Ertüchtigung statt Neubau
Architektenkammer fordert Umdenken – nicht nur beim Haus An der Urania
Das Hochhaus An der Urania 4-10 gehört dem Land Berlin. Es entstand in den 1960er-Jahren nach den Plänen des Architekten und ehemaligen Senatsbaudirektors Werner Düttmann. Nun soll es nach umfangreicher Schadstoffsanierung abgerissen werden.
Das hat die Architektenkammer Berlin und eine Reihe von Bauexperten auf den Plan gerufen. Sie forderten nun auf einer Veranstaltung in der Akademie der Künste: „Bestandsertüchtigung statt Neubau!“ „Umdenken statt Abreißen” ist auch die Forderung der Initiative „an.ders URANIA“, einem Zusammenschluss von Studierenden und Lehrenden der Universität der Künste.

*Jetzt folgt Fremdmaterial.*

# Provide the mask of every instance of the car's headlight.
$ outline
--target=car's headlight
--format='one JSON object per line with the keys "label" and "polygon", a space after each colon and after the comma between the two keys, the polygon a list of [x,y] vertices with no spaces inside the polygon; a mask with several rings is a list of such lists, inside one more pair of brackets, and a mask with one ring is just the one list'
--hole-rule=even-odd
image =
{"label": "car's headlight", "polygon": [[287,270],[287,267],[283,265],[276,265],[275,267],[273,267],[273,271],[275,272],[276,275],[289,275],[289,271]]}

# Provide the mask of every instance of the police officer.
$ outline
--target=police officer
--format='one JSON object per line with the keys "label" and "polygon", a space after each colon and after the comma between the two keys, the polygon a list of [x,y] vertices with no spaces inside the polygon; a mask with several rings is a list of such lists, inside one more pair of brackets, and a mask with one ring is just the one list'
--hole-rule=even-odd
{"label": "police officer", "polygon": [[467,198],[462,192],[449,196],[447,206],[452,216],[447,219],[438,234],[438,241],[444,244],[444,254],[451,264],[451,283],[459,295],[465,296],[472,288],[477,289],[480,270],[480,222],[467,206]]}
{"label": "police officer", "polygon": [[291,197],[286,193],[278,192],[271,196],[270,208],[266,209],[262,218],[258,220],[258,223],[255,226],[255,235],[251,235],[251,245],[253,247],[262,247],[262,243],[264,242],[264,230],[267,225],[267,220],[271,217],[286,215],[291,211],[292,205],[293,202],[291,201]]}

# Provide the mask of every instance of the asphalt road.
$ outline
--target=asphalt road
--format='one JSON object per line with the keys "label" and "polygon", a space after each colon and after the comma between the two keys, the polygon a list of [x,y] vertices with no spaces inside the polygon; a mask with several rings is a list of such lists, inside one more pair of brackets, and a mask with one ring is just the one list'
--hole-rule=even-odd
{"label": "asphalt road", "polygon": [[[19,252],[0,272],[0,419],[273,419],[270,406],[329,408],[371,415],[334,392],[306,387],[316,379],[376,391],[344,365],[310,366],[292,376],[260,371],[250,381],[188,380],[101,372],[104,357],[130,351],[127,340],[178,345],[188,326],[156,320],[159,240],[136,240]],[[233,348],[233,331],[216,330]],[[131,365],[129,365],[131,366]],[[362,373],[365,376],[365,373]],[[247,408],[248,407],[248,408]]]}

Richtete sich deren Forderung auf den Einzelfall, so gingen Kritik und Forderung der Präsidentin der Architektenkammer, Theresa Keilhacker, weiter: „Wir wünschen uns für alle öffentlichen Liegenschaften, die sich in einem gedanklichen Umplanungsprozess befinden, dass dafür seitens der Politik eine Machbarkeitsstudie pro Bestandsertüchtigung zwingend vorgeschrieben wird. Abriss ist angesichts von notwendiger Ressourcenschonung und CO₂-Einsparung von gestern. Den Bestand aus baukulturellen, aber auch aus klima- und sozialpolitischen Gründen zu nutzen, ist oberstes Gebot.“
Das Argument Klimaschutz wusste auch Prof. Norbert Palz, Präsident der UdK, auf seiner Seite: „Will Berlin seine Klimaziele einhalten, darf Architektur nicht länger Spielball kurzfristiger ökonomischer Interessen sein.“ Ein weiteres Argument finde sich, so der Leiter des Natural Building Lab der TU, Prof. Eike Roswag-Klinge, bei der Wirtschaftlichkeitsbetrachtung von Rückbauprojekten. So forderte er, „die Kosten ganzheitlich zu betrachten und die fachgerechte Schadstoffsanierung, den sortenreinen Rückbau und die Umweltfolgewirkungen der zu zerstörenden Bausubstanz mit 205 bzw. 800 Euro pro Tonne CO₂-Äquivalente laut Umweltbundesamt einzubeziehen“.
Für den konkreten Fall des Düttmannschen Gebäudes sah auch der Sachverständige für Schadstoffe in Innenräumen und an Gebäuden, Martin Hoffmann, keinen Grund, die ja bereits weitgehend beseitigte Schadstoffbelastung zum Anlass für einen vollständigen Rückbau zu nehmen. Der Konsens: Die Ausschreibung für den maschinellen Rückbau des Hochhauses sofort stoppen und einen „Wettbewerb zur Ertüchtigung des Gebäudes und Weiterentwicklung des Standorts“ ausloben.